Die Leute mit den Billigmotoren ohne Hydrostössel stellen da eine Problemgruppe dar und seriöse Umrüster raten sogar von einer Umrüstung eines Teils dieser Motoren ab, eingestuft als "nicht gasfest"
Hintergrund der Problematik ist, daß Gas ca. 200K heißer verbrennt als der Sprit, und die Abwärme muß an den Ventilen schnelll abgeleitet werden können. Sitzt ein Ventil nicht richtig,
wird es an der Stelle problematisch.
Daher wird Ventilspielkontrolle in kürzeren Intervallen und natürlich beim Umbau vorgeschrieben.

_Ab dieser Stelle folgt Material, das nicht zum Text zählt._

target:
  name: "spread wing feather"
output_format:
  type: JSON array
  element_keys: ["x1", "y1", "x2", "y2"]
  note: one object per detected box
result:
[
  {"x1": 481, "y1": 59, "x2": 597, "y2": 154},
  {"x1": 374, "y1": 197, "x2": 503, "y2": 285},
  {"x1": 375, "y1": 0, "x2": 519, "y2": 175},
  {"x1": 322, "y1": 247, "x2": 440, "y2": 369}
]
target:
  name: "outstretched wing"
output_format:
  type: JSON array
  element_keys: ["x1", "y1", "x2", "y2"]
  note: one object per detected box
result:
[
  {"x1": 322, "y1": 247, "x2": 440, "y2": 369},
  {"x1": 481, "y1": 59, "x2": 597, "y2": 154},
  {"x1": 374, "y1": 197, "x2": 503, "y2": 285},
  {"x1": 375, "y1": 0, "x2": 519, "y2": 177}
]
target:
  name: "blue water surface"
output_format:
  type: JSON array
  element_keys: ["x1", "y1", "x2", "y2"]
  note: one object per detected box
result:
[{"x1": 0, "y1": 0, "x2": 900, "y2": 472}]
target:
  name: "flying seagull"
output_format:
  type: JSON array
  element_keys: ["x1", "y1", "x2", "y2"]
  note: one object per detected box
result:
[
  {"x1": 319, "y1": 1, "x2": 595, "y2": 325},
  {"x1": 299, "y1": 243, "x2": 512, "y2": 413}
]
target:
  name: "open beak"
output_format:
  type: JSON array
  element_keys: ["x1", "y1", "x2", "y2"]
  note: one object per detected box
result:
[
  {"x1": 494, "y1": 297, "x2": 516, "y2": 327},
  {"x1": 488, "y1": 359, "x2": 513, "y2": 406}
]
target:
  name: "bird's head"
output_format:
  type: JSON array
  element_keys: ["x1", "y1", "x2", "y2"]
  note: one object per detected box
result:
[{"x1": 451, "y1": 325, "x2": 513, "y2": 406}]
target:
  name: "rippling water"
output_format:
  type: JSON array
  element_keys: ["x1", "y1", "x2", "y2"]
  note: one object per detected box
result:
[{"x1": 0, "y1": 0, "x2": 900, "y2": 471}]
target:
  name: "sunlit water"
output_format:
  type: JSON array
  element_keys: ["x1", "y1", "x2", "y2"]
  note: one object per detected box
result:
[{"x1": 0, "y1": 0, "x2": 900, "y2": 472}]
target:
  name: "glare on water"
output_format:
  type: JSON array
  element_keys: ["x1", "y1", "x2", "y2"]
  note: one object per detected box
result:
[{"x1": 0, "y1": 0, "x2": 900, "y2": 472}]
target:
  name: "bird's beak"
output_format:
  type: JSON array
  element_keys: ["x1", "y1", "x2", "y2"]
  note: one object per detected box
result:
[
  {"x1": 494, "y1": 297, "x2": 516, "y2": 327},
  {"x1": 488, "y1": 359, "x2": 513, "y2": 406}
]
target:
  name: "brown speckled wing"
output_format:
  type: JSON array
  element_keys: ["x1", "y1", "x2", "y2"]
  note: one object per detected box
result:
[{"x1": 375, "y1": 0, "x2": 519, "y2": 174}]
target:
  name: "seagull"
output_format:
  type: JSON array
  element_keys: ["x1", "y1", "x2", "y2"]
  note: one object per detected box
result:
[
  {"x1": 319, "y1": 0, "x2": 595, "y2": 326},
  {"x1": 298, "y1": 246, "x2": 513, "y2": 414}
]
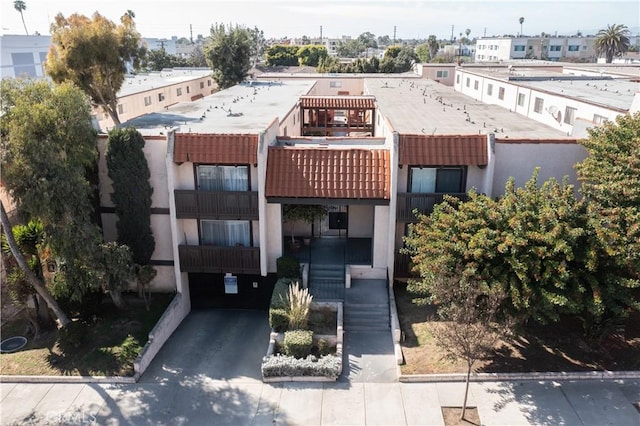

Wieso muss ein Motor ohne Hydrostössel ein Billigmotor sein? Durch den Gasumbau wird einfach ein Motor anders betrieben als vom Hersteller gedacht, sprich durch die 200° mehr Verbrennungstemperatur dehnen sich die Ventile weiter als berechnet, das Ventil kann keine Wärme mehr über den Ventilsitz abführen da es diesen nicht mehr richtig berühert und brennt durch. Stellt man das Ventilspiel richtig ein würde das sich auch wieder mit Gas vertragen, allerdings auf Benzinbetrieb klappern, bzw Leistung verschenken. Der Vorteil ist einfach nur bei Hydros das sich das Spiel ebend alleine einstellt, dafür ist ein Ventiltrieb mit Hydros ebend nicht so starr wie mit Tassenstössel. Denke beides hat seine Vorteile, Tassen bleiben immer die erste Wahl bei Motoren die hochdrehen sollen und wo es auf einen möglichst leichten Ventiltrieb ankommt.
Hydros sind dagegen einfach das Idiotensichere Konzept.